Amantadin – Umfassende Informationen für Patienten in Deutschland

Grundlegende Produktinformationen

Internationaler Freiname (INN) Amantadin
Handelsnamen in Deutschland Symmetrel®, PK-Merz®
ATC-Code N04BB01
Erhältliche Darreichungsformen & Stärken Tabletten (100 mg), Kapseln (100 mg), Sirup (10 mg/ml)
Hersteller (DE) Merz Pharmaceuticals GmbH, Orion Pharma GmbH u.a.
Verschreibungsstatus Verschreibungspflichtig (Rx)

Wirkmechanismus von Amantadin

  • Für Laien: Amantadin hilft dabei, die Signalübertragung im Gehirn zu verbessern und kann dadurch Bewegungsstörungen mindern.

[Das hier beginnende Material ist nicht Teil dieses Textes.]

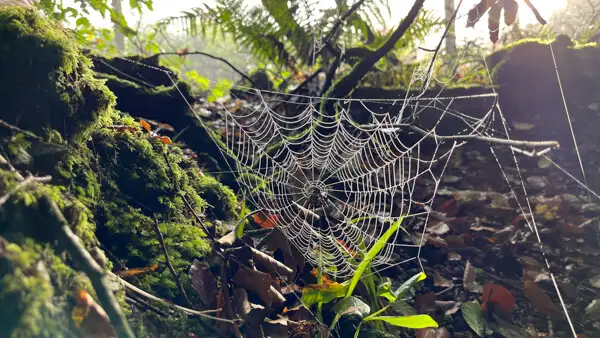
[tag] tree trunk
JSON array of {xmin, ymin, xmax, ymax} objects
[
  {"xmin": 111, "ymin": 0, "xmax": 125, "ymax": 53},
  {"xmin": 444, "ymin": 0, "xmax": 456, "ymax": 55}
]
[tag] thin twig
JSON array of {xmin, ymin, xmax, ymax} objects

Zusätzlich wird die Ausbreitung von bestimmten Viren (wie Influenza A) gehemmt.
  • Für Fachkreise: Amantadin wirkt antagonistisch an NMDA-Rezeptoren, steigert so die Freisetzung von Dopamin im ZNS und hemmt dessen Wiederaufnahme. Weiterhin verhindert es die Uncoating-Phase von Influenza-A-Viren über Blockade des M2-Protonenkanals.

Pharmakokinetik (Wie wirkt das Arzneimittel im Körper?)

  • Resorption: Gute orale Bioverfügbarkeit (~90 %) mit Spitzenkonzentration nach 2–4 Std. im Blut.
  • Metabolismus: Kaum Metabolisierung, Hauptausscheidung als unverändertes Amantadin über die Niere.
  • Elimination: Eliminationshalbwertszeit ca. 15–17 (bis 29) Stunden, bei Nierenfunktionseinschränkung bis zu mehrere Tage.
  • Wirkungsdauer: Über 12–24 Stunden, daher meist einmal oder zweimal täglich einzunehmen.

Anwendung im Alltag & Best Practices

  • Die Dosierung und Dauer der Einnahme werden individuell vom Arzt festgelegt.
  • Typische Dosierungen bei Parkinson: Anfang meist 100 mg/Tag, Steigerung auf 200–400 mg/Tag möglich.
  • Bei älteren Menschen und Kindern wird die Dosis angepasst und langsam eingeschlichen.
  • Tabletten im Ganzen mit etwas Wasser einnehmen, vorzugsweise zu festen Tageszeiten.

Dosis morgens oder abends?

  • Morgens: Einnahme morgens wird bevorzugt, da Amantadin wachmachend wirken kann und Schlafstörungen möglich sind.
  • Abends: Eine Einnahme am späten Abend kann Schlafprobleme fördern – dies sollte vermieden werden.
  • Tipp: Bei Bedarf die Dosis auf morgens oder auf morgens und mittags verteilen, um den Schlaf nicht zu beeinträchtigen.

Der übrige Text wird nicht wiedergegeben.